Immigrants in Canada
demand sanctuary
 
BY RÓGER CALERO  
TORONTO—Several cases here and in other provinces across Canada of immigrant families fighting deportation have highlighted the stepped-up attacks against immigrant workers by Ottawa, as well as the resistance the Canadian rulers face.

Milton Daschevi, a construction worker here, and his family decided to go underground rather than abiding by a deportation order by the immigration authorities. He was scheduled to be deported back to his native Brazil August 12. Instead, a public fight has opened up for their right to work and live in Canada that has drawn the support of his union, the Carpenters, Drywall and Allied Workers Union, local clergy, and others.

“We call them undocumented workers,” said Carlos Pimentel, a spokesperson for the Central Ontario Regional Council of Carpenters. “The stigma of being ‘illegal’ conjures up the image these people are out there stealing, maiming, building bombs in their basement, and planning to overthrow the government. Nothing could be further from the truth.”

Universal Workers Local 138, the largest construction workers union in the Toronto area, has called for measures that would allow undocumented workers to apply for temporary work permits with the possibility of becoming permanent residents.

Andy Manaham, a spokesperson for the union, which represents some 30,000 workers in the area, estimates that there are at least 9,000 undocumented workers in the Toronto area in the construction trades.

The Toronto Star reported August 10 that 50 members of Local 675 of the drywallers’ union, of which Daschevi is a member, turned up for a meeting organized by the union on two days notice, to discuss how to help them secure immigration status.

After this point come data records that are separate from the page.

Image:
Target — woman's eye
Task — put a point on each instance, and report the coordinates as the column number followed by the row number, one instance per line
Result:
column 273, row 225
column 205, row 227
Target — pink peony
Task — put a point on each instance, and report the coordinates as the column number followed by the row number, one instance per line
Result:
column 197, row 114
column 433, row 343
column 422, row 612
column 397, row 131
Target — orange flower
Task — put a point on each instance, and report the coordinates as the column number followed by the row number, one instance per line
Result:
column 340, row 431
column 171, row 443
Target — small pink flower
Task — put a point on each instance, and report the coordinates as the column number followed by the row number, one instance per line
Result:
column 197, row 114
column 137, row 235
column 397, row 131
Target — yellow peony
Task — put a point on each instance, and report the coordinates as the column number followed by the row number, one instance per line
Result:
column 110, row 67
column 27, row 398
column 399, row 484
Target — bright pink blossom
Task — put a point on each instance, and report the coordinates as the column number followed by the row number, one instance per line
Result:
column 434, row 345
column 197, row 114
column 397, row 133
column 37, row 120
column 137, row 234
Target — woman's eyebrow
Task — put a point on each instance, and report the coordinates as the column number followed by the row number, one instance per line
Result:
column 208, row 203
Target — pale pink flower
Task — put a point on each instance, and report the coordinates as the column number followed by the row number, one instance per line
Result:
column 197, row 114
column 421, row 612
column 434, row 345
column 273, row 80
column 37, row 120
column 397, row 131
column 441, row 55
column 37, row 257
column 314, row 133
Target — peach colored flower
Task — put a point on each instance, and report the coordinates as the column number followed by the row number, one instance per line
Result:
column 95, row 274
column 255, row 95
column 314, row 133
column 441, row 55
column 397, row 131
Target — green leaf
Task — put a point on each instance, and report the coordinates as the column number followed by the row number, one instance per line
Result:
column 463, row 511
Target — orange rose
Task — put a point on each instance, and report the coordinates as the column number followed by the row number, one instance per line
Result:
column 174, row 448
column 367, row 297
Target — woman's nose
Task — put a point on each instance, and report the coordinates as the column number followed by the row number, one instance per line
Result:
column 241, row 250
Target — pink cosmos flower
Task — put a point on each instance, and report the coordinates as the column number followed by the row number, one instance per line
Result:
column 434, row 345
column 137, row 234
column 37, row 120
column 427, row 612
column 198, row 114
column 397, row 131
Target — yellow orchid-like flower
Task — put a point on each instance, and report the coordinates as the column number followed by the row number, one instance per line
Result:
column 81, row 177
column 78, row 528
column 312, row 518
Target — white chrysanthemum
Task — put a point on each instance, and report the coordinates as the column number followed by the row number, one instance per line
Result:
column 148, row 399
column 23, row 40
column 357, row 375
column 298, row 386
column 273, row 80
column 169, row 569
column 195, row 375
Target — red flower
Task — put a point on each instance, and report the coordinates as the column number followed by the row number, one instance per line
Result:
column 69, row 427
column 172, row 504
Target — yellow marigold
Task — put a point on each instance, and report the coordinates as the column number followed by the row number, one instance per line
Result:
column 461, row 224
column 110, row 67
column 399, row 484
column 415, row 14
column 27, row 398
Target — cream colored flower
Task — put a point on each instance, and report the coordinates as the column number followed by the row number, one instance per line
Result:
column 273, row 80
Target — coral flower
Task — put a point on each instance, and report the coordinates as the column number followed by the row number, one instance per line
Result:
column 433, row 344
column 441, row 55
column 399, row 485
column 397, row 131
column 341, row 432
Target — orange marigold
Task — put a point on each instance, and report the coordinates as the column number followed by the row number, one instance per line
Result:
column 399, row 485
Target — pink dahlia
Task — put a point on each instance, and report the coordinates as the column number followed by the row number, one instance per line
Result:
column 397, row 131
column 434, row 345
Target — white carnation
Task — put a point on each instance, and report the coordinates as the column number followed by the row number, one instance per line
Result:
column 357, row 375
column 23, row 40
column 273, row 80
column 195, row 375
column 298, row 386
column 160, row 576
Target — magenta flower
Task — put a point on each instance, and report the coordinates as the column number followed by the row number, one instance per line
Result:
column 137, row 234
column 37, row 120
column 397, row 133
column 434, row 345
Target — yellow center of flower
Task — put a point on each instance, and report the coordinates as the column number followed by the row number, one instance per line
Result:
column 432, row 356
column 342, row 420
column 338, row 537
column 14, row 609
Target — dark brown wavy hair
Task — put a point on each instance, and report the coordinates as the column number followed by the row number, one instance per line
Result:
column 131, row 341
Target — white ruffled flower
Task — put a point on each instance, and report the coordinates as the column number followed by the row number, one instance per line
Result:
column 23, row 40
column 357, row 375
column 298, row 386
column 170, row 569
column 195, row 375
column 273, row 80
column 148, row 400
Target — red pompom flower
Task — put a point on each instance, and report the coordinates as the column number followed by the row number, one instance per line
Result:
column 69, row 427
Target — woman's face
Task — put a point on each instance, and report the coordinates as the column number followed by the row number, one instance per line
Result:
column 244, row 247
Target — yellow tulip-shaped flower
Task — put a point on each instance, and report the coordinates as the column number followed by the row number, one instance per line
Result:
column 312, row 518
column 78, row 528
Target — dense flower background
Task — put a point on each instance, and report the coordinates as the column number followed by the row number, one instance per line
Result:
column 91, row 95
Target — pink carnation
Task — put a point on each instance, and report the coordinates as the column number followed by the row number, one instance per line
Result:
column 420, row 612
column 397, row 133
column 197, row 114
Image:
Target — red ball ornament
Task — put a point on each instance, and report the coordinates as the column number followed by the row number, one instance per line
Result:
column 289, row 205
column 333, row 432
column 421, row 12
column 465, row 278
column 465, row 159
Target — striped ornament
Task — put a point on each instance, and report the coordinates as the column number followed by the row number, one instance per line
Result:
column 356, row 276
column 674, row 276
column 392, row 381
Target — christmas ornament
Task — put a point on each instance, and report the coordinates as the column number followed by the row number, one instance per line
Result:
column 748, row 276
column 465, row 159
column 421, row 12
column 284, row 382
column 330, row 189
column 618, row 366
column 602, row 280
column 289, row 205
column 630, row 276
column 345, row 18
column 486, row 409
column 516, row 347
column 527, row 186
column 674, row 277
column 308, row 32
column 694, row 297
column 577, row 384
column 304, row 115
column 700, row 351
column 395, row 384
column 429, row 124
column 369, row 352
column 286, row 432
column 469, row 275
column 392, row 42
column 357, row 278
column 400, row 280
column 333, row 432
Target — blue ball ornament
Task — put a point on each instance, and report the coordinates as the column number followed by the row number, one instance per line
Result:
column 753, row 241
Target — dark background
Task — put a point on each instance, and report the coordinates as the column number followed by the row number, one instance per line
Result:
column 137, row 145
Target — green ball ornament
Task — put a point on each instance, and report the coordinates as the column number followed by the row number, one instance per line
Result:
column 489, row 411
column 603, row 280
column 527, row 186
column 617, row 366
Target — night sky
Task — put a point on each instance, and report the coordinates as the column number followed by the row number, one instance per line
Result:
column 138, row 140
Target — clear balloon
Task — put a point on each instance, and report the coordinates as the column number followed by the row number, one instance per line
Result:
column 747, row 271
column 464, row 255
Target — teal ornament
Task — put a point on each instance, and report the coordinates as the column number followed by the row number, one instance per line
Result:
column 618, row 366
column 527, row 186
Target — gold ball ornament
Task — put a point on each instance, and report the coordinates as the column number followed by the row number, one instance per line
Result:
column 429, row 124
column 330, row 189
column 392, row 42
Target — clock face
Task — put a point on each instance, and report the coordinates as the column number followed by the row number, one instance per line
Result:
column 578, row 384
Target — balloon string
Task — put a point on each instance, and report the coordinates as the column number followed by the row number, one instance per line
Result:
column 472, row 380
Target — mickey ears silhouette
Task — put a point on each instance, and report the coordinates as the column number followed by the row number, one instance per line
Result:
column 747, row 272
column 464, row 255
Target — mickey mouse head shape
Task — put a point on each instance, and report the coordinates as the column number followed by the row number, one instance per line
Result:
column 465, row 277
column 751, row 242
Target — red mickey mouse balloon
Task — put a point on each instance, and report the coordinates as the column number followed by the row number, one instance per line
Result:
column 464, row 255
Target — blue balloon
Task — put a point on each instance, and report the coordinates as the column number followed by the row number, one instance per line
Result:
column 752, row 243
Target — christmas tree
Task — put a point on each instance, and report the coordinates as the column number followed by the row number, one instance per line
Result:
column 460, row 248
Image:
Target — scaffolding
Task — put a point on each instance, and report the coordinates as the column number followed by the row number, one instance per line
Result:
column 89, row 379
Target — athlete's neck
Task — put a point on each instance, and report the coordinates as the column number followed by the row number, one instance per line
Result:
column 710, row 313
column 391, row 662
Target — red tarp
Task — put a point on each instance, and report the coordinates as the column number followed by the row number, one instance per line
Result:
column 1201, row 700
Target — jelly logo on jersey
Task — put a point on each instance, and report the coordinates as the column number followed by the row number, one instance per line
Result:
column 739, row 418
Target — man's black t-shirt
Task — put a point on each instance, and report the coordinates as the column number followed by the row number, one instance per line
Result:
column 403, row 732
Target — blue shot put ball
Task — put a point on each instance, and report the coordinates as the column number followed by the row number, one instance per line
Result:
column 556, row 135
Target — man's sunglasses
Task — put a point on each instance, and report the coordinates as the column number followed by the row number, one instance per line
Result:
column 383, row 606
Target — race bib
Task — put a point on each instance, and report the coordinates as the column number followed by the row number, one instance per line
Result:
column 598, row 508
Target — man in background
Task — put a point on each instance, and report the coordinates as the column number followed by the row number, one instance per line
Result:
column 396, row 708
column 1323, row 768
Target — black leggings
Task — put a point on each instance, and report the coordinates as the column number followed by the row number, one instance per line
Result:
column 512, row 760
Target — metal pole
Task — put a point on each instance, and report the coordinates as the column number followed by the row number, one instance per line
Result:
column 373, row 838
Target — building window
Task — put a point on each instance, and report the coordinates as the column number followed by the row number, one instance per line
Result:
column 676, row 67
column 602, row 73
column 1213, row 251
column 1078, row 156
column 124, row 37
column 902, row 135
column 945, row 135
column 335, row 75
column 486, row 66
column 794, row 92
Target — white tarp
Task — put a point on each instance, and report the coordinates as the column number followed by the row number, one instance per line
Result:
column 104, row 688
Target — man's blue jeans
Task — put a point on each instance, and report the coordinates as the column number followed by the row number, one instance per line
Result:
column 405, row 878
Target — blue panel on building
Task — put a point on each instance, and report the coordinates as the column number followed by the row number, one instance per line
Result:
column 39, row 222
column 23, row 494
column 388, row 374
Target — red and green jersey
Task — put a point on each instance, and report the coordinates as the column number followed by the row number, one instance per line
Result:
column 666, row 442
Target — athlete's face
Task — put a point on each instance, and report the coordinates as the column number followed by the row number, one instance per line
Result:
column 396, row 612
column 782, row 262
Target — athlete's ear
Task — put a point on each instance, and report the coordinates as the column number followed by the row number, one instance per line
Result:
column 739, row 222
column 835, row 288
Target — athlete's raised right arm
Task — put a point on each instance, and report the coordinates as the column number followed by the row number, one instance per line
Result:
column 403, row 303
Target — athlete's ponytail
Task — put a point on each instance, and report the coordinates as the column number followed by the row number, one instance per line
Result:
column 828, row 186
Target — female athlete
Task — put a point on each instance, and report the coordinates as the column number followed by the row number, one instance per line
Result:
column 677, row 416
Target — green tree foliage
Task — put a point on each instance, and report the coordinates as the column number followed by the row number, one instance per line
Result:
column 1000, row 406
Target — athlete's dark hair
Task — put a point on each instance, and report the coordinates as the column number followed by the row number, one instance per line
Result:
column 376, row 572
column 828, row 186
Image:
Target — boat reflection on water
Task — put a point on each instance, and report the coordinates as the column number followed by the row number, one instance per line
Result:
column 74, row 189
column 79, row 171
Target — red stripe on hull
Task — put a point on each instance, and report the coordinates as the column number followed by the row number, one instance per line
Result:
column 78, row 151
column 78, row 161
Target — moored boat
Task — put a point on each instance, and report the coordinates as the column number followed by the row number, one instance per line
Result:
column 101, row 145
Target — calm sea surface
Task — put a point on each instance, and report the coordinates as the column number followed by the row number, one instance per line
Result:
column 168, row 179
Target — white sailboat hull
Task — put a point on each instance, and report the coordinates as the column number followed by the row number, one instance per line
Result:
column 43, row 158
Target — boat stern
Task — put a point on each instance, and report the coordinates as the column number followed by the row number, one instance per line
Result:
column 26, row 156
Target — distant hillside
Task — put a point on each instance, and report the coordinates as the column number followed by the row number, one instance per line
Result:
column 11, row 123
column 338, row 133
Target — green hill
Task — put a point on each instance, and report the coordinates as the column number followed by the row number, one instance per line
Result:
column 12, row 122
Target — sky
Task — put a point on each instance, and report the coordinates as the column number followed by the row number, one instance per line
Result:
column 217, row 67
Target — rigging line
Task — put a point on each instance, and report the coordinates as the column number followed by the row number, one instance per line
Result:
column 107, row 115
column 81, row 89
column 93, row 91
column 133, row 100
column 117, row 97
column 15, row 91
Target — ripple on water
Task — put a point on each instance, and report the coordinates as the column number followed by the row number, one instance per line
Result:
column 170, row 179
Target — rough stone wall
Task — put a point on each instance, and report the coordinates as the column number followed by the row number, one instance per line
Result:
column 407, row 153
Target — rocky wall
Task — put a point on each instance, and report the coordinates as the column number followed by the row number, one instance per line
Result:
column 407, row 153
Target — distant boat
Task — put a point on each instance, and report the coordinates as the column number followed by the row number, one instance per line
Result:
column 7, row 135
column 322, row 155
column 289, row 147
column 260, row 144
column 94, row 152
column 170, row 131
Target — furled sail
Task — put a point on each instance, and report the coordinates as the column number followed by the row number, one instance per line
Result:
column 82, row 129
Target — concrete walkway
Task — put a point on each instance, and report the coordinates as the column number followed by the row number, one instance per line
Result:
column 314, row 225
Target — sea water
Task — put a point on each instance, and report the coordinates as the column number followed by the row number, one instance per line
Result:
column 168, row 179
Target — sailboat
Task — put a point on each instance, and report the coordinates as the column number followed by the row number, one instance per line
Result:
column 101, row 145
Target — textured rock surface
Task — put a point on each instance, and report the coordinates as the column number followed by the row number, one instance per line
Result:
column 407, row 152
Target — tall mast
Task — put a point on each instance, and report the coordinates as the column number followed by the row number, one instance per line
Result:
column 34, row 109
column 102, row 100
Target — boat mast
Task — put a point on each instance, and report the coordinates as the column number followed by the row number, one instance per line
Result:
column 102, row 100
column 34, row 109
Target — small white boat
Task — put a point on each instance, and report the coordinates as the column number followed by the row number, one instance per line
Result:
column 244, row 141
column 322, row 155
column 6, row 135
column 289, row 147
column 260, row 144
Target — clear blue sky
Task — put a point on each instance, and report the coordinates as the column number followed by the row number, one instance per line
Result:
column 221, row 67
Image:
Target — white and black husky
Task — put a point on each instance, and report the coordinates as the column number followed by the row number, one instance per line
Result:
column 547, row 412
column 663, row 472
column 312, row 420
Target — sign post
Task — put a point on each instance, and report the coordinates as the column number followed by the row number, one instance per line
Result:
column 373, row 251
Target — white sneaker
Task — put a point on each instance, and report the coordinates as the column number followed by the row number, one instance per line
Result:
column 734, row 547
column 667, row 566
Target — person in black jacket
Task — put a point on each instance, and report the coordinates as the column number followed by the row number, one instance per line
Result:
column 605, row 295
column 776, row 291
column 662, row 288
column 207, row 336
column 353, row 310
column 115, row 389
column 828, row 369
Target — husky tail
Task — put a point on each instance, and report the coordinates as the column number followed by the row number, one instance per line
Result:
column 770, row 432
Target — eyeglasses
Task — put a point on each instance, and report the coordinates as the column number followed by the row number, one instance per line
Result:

Most recently, five families, from Ethiopia, Bangladesh, Serbia, and Colombia, have sought sanctuary in churches in an attempt to prevent their deportation. The families fear political or religious persecution if they are sent back to their countries.

“It shows the extent to which people are willing to go,” to fight for their lives, said Darryl Gray, minister of Union United Church in Montreal, who has offered his church as a sanctuary to an Ethiopian family of four. There are some 20 other churches ready to open their doors to other families, according to Gray. There have been about 30 cases of individuals and families that have sought refuge in churches across Canada, Gray added. The government has given permission to only 19 of them to remain here, and some have decided to stay in the country in spite of rulings against them.

Canadian immigration authorities have deported many of them to the United States, in the cases where that was their first point of arrival. Once there, they are put in detention indefinitely while they wait for a resolution of their case, or ultimately get deported.

A rally is planned for October 9 in Ottawa to win support for the refugee families.